Art. 612-bis - Atti persecutori (1)

1. Salvo che il fatto costituisca più grave reato, è punito con la reclusione da un anno a sei anni e sei mesi (2) chiunque, con condotte reiterate, minaccia o molesta taluno in modo da cagionare un perdurante e grave stato di ansia o di paura ovvero da ingenerare un fondato timore per l’incolumità propria o di un prossimo congiunto o di persona al medesimo legata da relazione affettiva ovvero da costringere lo stesso ad alterare le proprie abitudini di vita (3).

2. La pena è aumentata se il fatto è commesso dal coniuge, anche separato o divorziato, o da persona che è o è stata legata da relazione affettiva alla persona offesa ovvero se il fatto è commesso attraverso strumenti informatici o telematici (4).

3. La pena è aumentata fino alla metà se il fatto è commesso a danno di un minore, di una donna in stato di gravidanza o di una persona con disabilità di cui all’articolo 3 della legge 5 febbraio 1992, n. 104, ovvero con armi o da persona travisata.

4. Il delitto è punito a querela della persona offesa. Il termine per la proposizione della querela è di sei mesi. La remissione della querela può essere soltanto processuale. La querela è comunque irrevocabile se il fatto è stato commesso mediante minacce reiterate nei modi di cui all’articolo 612, secondo comma. Si procede tuttavia d’ufficio se il fatto è commesso nei confronti di un minore o di una persona con disabilità di cui all’articolo 3 della legge 5 febbraio 1992, n. 104, nonché quando il fatto è connesso con altro delitto per il quale si deve procedere d’ufficio (5).

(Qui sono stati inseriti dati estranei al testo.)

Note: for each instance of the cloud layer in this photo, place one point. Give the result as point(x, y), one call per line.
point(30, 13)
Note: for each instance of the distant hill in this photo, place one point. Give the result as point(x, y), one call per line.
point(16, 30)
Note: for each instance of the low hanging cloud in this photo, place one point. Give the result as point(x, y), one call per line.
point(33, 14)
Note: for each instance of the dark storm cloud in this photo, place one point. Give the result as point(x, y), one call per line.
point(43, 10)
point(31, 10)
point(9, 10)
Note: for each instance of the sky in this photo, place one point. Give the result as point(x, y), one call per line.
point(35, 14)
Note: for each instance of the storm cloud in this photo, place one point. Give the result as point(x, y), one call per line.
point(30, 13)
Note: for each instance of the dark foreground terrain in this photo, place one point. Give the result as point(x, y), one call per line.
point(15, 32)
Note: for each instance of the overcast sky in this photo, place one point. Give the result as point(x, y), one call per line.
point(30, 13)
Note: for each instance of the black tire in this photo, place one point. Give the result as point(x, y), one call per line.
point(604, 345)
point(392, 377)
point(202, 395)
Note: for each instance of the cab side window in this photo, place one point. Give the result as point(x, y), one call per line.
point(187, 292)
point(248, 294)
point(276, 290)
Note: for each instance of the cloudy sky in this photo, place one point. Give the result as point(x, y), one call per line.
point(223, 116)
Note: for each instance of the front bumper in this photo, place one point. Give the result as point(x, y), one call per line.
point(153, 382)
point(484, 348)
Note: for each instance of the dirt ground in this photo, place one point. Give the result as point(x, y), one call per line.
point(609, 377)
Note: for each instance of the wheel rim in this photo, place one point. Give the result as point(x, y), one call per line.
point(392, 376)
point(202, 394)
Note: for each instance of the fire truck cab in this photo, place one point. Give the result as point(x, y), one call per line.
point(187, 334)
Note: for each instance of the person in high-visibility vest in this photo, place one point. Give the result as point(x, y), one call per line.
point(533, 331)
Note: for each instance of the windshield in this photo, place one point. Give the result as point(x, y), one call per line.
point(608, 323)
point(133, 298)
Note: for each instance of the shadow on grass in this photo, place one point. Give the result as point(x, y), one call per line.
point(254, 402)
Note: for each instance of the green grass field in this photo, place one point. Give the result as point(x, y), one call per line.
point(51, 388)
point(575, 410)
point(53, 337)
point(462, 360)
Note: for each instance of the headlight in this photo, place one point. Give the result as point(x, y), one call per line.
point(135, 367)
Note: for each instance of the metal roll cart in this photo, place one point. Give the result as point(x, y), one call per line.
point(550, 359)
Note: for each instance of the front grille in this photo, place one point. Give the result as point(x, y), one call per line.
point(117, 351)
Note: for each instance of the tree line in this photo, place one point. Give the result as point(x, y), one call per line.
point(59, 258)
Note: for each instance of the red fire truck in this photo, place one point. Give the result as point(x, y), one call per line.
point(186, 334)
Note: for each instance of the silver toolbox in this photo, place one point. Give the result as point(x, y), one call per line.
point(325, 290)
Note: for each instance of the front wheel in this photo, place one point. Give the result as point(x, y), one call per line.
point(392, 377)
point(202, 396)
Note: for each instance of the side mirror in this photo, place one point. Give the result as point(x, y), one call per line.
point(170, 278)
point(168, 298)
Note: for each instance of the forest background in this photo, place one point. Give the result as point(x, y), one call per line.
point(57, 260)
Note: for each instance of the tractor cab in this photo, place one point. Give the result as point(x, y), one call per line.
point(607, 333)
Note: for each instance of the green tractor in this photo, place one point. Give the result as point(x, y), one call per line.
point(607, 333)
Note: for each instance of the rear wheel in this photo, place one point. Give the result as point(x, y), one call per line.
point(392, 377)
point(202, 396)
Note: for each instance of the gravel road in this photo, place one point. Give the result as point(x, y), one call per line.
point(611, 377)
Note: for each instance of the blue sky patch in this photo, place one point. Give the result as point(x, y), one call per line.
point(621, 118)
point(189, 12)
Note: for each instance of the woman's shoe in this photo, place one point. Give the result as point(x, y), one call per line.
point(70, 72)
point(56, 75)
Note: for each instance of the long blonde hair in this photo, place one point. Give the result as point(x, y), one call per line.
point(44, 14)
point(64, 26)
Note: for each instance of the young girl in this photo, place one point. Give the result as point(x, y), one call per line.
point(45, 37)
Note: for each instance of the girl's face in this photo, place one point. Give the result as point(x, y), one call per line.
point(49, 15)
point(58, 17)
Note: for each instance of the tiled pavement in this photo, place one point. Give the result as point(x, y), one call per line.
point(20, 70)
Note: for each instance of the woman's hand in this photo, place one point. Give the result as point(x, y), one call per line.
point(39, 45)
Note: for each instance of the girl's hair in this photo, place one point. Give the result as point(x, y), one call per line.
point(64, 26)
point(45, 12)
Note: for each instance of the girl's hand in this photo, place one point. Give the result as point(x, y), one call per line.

(1) Articolo aggiunto dall’art. 7, DL 11/2009, convertito in legge, con modificazioni, con L. 38/2009.

(2) L’attuale trattamento edittale è stato introdotto dall’art. 9 della L. N. 69/2019. Il precedente andava da sei mesi a cinque anni.

(3) Comma così modificato dal comma 1 dell’art. 1-bis, DL 78/2013 convertito con L. 94/2013.

(4) Comma così sostituito dall’art. 1, comma 3, lett. a), DL 93/2013 convertito con L. 119/2013.

(5) Comma così modificato dall’art. 1, comma 3, lett. b), DL 93/2013 convertito con L. 119/2013.